We started back and now we are coming at it with a different approach. Less (or no) sitting. Lots of hands-on activities. We cook and bake. We take lots of trips to the library and snuggle on the couch to read. We follow their interests, which seem to be very science based, and I find a lot of ideas for science experiments on Pinterest. The Five in a Row series has been lots of fun for us, too, since we all love reading aloud and looking at the book’s illustrations. We go more slowly with it - we spend about two weeks on a lesson instead of the one week that is recommended.

I would say just follow your children’s lead. We are homeschooling because we all feel like this is the best thing for them, so just pay attention to their cues. If school isn’t going well for the day, try packing it up and doing something fun together.

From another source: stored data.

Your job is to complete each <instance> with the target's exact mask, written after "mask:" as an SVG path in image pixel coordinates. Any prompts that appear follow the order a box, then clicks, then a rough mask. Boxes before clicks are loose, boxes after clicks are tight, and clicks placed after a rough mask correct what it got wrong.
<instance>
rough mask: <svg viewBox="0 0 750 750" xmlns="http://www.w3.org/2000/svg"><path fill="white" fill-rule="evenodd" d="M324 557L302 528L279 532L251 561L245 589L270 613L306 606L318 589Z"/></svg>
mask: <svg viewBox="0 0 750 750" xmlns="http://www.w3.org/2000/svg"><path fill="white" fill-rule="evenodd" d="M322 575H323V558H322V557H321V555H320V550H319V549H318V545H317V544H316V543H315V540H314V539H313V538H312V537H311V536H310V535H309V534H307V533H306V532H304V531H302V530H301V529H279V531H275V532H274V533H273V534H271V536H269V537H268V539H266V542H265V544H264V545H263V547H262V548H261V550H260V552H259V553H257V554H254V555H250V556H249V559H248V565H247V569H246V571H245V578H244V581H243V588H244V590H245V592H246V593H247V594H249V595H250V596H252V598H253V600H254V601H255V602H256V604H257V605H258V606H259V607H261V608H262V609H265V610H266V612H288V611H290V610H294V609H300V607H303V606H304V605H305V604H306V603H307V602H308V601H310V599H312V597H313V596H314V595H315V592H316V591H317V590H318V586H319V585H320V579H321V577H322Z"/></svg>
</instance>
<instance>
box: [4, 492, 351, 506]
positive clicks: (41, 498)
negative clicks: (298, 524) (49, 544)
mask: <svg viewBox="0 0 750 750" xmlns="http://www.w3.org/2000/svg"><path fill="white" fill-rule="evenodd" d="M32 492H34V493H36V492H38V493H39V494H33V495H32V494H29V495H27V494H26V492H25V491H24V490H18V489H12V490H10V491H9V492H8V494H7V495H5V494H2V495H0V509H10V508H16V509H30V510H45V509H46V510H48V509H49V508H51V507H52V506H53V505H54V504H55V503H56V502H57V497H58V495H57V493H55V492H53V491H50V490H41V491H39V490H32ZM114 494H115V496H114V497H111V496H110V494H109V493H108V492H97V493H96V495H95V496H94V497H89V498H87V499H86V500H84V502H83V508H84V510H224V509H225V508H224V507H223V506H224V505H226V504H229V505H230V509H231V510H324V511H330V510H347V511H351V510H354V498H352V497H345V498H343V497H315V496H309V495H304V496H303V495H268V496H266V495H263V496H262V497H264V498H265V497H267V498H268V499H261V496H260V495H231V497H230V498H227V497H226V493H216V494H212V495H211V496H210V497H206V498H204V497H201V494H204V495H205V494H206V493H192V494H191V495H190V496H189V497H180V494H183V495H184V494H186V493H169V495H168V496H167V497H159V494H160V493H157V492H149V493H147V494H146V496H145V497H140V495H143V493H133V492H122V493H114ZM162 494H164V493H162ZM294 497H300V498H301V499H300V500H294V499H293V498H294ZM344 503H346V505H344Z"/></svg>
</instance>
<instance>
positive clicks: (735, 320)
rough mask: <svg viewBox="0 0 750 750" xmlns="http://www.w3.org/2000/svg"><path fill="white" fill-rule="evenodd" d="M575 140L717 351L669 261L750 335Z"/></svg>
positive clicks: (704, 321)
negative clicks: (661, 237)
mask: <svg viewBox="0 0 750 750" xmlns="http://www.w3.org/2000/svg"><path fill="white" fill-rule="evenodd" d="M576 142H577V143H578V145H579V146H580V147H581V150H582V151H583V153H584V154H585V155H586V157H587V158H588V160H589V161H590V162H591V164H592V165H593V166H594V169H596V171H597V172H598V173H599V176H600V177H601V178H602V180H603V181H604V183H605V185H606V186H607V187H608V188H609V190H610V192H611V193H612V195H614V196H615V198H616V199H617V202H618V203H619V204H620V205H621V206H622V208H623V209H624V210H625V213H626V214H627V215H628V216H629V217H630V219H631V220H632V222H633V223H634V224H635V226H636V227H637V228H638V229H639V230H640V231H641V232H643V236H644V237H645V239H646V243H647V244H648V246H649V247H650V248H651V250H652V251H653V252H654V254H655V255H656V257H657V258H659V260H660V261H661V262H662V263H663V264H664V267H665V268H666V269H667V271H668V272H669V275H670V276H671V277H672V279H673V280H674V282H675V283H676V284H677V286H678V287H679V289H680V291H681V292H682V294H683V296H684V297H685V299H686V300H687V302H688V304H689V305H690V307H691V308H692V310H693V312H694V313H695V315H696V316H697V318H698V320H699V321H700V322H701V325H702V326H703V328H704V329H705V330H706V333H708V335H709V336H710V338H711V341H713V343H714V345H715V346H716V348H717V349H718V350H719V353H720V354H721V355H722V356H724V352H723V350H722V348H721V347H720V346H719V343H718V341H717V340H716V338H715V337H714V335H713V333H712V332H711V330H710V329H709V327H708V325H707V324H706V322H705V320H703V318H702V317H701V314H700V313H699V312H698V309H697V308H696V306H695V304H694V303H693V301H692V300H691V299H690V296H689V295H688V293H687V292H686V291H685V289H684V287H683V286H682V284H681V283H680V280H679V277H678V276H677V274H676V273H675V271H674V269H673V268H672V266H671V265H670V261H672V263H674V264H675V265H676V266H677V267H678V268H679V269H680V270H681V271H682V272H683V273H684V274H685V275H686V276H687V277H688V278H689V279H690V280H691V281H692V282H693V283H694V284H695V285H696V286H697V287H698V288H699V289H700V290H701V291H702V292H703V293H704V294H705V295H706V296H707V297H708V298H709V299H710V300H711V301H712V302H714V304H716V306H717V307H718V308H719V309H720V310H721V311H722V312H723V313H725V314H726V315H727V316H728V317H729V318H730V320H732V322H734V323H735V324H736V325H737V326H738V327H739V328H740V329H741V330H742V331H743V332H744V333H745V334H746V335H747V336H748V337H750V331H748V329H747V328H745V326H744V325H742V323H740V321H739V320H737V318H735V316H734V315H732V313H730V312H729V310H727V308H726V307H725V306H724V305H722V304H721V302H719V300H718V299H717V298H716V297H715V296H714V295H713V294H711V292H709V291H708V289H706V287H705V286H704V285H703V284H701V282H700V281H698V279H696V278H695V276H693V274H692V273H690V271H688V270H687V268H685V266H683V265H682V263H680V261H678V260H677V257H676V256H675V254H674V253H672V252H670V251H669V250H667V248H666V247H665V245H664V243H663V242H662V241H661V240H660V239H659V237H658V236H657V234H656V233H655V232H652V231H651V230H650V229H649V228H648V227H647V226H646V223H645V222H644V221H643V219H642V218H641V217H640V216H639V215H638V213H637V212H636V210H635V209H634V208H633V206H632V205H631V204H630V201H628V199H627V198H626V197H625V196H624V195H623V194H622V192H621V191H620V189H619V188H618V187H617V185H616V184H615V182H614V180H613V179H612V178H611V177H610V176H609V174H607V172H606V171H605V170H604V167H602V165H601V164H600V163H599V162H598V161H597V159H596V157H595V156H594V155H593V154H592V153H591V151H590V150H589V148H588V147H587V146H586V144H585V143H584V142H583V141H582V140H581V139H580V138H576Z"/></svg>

I hope it goes well for you! Remember it is a big transition for them AND for you so be patient! Good luck!


#4

Slow and easy wins the race. Being type A this was difficult for me. I pulled my son out of 2nd grade near the beginning of school last year and his 8th grade sister a month later. He didn’t mind, she did.

We live in a very remote area so finding things that involved other “kids” has been a challenge for us. My daughter really resented not being with her friends. So that may be something to consider for you or it may not pose a problem at all.

You may hear a lot about your child’s learning style, but you need to consider your teaching style. For example, my kids really like doing crafts. I hate them. So I try to strike a middle ground (sort of). I enjoy reading aloud to them and have actually found sometimes reading aloud IS our school day. So while I’m reading they are free to play with legos, kinetic sand, thinking putty, color, draw etc. Not too much mess and plenty of movement and creativity for them. We also have found that cooking with mom is another “craft” that they enjoy.

Boys: like @susand2006 we physically move around here. My son cannot sit for very long. Your boys may handle sitting better, but beware. Sometimes I literally have to close my eyes because if not I may end up with motion sickness.

I agree with the thoughts from @susand2006 and @sahmcolorado don’t kill them with worksheets and take some time to be a family and get to know each other. Find out what makes your kids tic. Don’t stress over not doing school for awhile they will be just fine, and probably the better for it.

Some suggest taking a month off for every year a child has been in public school. We did take time off, but I did not let my daughter hang for 8 months. We did take probably from Oct- Jan off. Then slowly started with math, a history read aloud, and some science, only because they wanted science. That was all.


#5

Thank you all for weighing in! I should add that we will be doing this under the guidance of a public charter school. The kids and I will meet with our Educational Coordinator for the first time next week to choose our curriculum and set up lesson plans. They will be able to attend enrichment classes twice a week at the school site. I have no idea what the expectations will be at the start of all of this, other than knowing we have to follow common core standards (which I hate, but have accepted for now), and we will be expected to reach goals and accomplishments within an allotted time frame. I have no idea what the goals or the time frame is at this point. During our orientation, another mom, who has been doing it all on her own until now, said the best piece of advice she got was not to expect anything the first year. The thought of no accomplishments gives me anxiety and knowing we have to follow the public school standards freaks me out! It’s all so overwhelming. I know it will all work out, just hate the unknowns. I like to gather all the information before I make decisions, and this is one my husband and I have stepped out in faith on. I know our Lord is with me, so that does give me some comfort, but AAAHHHHH! Haha!